Antonella me gustaba desde que éramos niños. Muchas veces la observaba desde la ventana de mi habitación cuando marchaba camino a la universidad. Ahora ese acto se repetía todos los días desde que mi vecina se encontraba sola. Sus padres decidieron mudarse a las costas de Nápoles a mitad de año y dejaron a su hija viviendo en su antigua casa. Hasta que no terminara sus estudios dentro de seis meses, no podría reunirse con ellos. Muy pronto, la situación comenzó a preocuparme. Antonella se fue consumiendo poco a poco, quedando demacrada, pálida y sin vida. Con una compasión atroz decidí unir fuerzas y ofrecerle mi ayuda.
—Hola, ¿cómo estás? Te veo un poco mal. —Me acerqué al cerco lindero para que me escuchara—. Puedo ayudarte en lo que sea.
—Tengo miedo... mucho miedo. —Mi vecina habló con un rostro de alivio como agradeciendo mi preocupación—. Están sucediendo cosas extrañas.
—Puedes confiar en mí. Dime qué sucede.
—Desde el mismo día que mis padres se marcharon siento ruidos extraños. —El rostro desencajado dejaba claro el miedo que sentía—. Oigo respiraciones profundas que vienen de debajo de la casa, dientes que mastican algo carnoso, y también ruidos guturales.
—Si piensas que te sentirás mejor puedo acompañarte esta noche. —Intenté mostrarme protector y caballero—. Me quedaré en tu casa y descubriremos que es lo que pasa.
Por ese motivo me preparé aquella noche para dormir en el sofá de los señores Lombardi, pero a media noche los gritos desgarradores de Antonella me despertaron sobresaltado. Corrí lo más rápido que pude hacia la habitación de mi amiga, y al encender la luz me encontré con un ser deforme saliendo del respiradero. Su piel era extremadamente blanca, remarcando unas extremidades gangrenadas. Sus ojos rojos sobresalían de unos párpados caídos, que casi se unían a una boca llena de dientes negros y afilados. Aterrorizado, agarré bien fuerte a mi amiga del brazo y salimos corriendo hacia mi casa.

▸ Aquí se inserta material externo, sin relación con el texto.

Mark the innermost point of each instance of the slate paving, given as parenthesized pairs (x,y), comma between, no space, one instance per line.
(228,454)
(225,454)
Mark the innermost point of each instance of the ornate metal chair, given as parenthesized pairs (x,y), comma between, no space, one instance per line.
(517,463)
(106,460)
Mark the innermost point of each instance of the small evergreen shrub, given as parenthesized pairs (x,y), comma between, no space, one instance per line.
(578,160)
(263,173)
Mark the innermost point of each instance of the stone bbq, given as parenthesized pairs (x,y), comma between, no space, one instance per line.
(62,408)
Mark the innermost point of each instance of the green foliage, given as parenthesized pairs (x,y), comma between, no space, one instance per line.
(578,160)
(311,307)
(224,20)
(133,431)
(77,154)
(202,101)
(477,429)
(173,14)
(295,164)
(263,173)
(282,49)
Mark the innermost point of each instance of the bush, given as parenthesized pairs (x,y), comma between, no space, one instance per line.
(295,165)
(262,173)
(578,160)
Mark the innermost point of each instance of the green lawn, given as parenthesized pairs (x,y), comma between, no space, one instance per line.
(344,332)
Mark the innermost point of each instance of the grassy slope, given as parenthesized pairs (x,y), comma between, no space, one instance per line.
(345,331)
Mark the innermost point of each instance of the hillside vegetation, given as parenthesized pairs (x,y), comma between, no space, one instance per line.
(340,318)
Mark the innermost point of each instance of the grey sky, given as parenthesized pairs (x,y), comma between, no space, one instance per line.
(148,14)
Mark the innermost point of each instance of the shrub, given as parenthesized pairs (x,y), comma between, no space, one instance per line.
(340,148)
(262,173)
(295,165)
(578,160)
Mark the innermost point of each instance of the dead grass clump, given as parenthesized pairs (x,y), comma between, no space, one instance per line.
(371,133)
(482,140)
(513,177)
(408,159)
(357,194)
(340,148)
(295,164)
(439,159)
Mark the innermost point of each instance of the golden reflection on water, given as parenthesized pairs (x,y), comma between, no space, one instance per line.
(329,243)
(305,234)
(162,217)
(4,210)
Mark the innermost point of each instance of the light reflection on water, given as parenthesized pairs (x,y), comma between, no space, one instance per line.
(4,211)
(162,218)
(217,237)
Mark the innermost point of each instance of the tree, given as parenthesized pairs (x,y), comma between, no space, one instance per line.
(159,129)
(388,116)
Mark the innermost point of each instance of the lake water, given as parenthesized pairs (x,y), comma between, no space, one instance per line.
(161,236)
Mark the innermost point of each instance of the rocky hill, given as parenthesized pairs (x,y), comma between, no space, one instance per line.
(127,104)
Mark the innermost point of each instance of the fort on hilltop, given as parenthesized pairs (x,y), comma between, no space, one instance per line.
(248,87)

—¡No te preocupes llamaré a tus padres ahora mismo! —Sin mirar atrás saqué el móvil del bolsillo y marqué el número—. ¡Señora Lombardi! Soy su vecino Franchesco, estoy con su hija. Estamos en peligro y necesitamos ayuda. ¡Hay un monstruo en su casa!
De golpe la llamada se cortó, y al intentar marcar de nuevo me di cuenta de que los padres de Antonella habían bloqueado mi número. Me giré lentamente para observar con miedo a mi amiga, pero ya era demasiado tarde para gritar cuando ella me mostró los mismos dientes negros que la criatura que la acompañaba.